Coming back to what the young man in Ellen White’s dream said about the importance of temperance is this sober warning, given as an adjunct to the necessity of overcoming appetite:

“And it is a certainty that unless we do overcome as Christ overcame we cannot have a seat with Him upon His throne. Those who in the face of light and truth destroy mental, moral, and physical health by indulgence of any kind will lose heaven.” [p. 79]

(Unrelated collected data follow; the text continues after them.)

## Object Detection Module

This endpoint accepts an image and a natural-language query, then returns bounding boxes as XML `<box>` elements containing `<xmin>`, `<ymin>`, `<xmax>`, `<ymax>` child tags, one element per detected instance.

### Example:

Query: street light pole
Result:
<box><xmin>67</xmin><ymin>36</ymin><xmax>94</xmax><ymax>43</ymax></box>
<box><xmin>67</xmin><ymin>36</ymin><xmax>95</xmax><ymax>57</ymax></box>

Doubtless some readers will carp that this reverie has majored in Ellen White and not lingered enough on proof texts. My point is to remind us of an Adventist heritage, and a distinctive approach to Temperance that went way beyond the Prohibition model of the era. It was by no means unconcerned with social ills and problems, but it additionally had everything to do with personal sanctification and the preparing of a people to meet a soon-coming Lord. Of course the Bible is full of exhortations to “temperance”—after all, it is one of the fruit of the Spirit, according to Paul. Temperance—a controlling of the fallen cravings that benumb spiritual sensibilities—is the subtext to Levitical diet and behavior rules; the moral to the many stories of lives out of control; the meaning behind the Nazarite vows; the logic underlying Paul’s repeated calls to suppress the flesh and live Godly lives. And as both Milton and Ellen White put forth in their magisterial works, what was lost in the opening rounds of the great controversy is regained in the desert of self denial.